Music is different. It was distributed via the shopping mall, rather than via the school. It didn’t have the government subsidy. The music industry was based around kids rebelling against adults rather than kids being constructively guided by adults. There is a fine line between selling kids rapper records and selling them drugs. A book publisher who follows the line of the music industry does so at his peril.

(*) Parenthetically, Japan has a curious “social structure of language.” Japan’s literary culture is Chinese, not only the Kanji ideogram characters, but the whole body of literature and ideas which traveled over them. However, Japanese in its natural state is an Altaic language, its siblings being Korean, Yakut, Evenki, Mongol, Turkish, Finnish, and Magyar (Hungarian). This means that to be fully literate in Japan, you have to develop a command of a “hard” foreign language, one which does not have many common features with your “baby language.” Nowadays, a literate Japanese has to learn English as well, but again, it is the same principle, of having to learn a totally unrelated language. The result of this strain is that Japan invented the Manga, the uber-comic-book.

E. Zachary Knight (profile) says:

Conflate, Conflate, Conflate

Come now. He is not completely off base with number 1 there.

The creators of works are completely free to charge what they want for people to view and/or enjoy their work.
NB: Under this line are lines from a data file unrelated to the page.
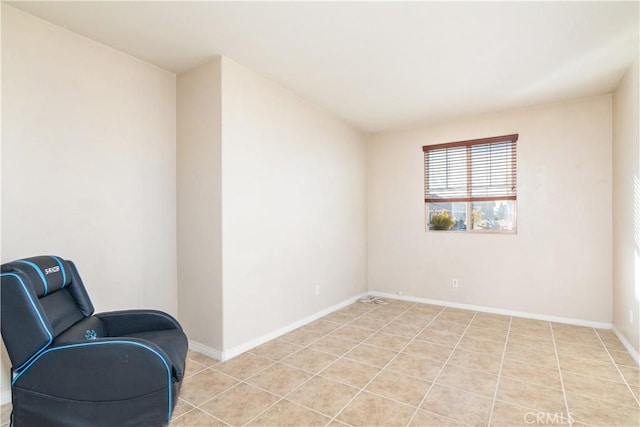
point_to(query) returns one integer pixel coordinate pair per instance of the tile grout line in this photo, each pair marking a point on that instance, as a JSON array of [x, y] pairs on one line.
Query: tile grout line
[[504, 353], [570, 419], [442, 368], [618, 369], [312, 376], [362, 389]]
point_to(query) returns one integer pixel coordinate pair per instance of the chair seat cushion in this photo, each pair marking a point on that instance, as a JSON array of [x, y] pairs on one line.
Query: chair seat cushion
[[173, 342]]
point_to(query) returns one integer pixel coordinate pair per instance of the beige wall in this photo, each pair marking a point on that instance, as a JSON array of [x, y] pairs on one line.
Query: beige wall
[[88, 163], [626, 207], [558, 264], [294, 211], [199, 174]]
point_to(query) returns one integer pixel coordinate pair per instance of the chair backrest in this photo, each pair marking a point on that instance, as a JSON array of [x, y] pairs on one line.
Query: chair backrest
[[40, 297]]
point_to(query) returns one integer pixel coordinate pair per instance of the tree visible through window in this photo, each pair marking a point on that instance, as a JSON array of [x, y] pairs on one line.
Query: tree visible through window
[[471, 185]]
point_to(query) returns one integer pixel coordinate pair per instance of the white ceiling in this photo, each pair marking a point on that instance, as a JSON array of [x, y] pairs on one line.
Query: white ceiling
[[381, 65]]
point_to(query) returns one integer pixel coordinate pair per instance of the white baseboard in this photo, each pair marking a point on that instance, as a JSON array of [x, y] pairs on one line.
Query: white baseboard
[[557, 319], [206, 350], [226, 355], [632, 351]]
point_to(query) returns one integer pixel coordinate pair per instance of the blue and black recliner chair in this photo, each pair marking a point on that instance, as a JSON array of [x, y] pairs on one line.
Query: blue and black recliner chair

If I write a short story, I am perfectly within my rights to charge people $1 million to read it once.

Now the problem lies with the public’s willingness to accept that price. If the public feels that my story is not worth $1 million, they will either ignore or pirate my work.

So while they artist is able to charge whatever they want, they hold the responsibility to charge the rate the public is willing to pay. Which kind of goes against his other points.

Anonymous Coward says:

Re: Conflate, Conflate, Conflate

“They hold a responsibility to charge the rate the public is willing to pay”

Why? Is there some law that says I need to be a good business person? As an artist, am I not free to attempt to employ any crappy business model I want? If I then fail (to extract value) why do you care? My works will die off in obscurity and I was a fool (wrt to money). So what?

That, however, does not give you the right to steal from me.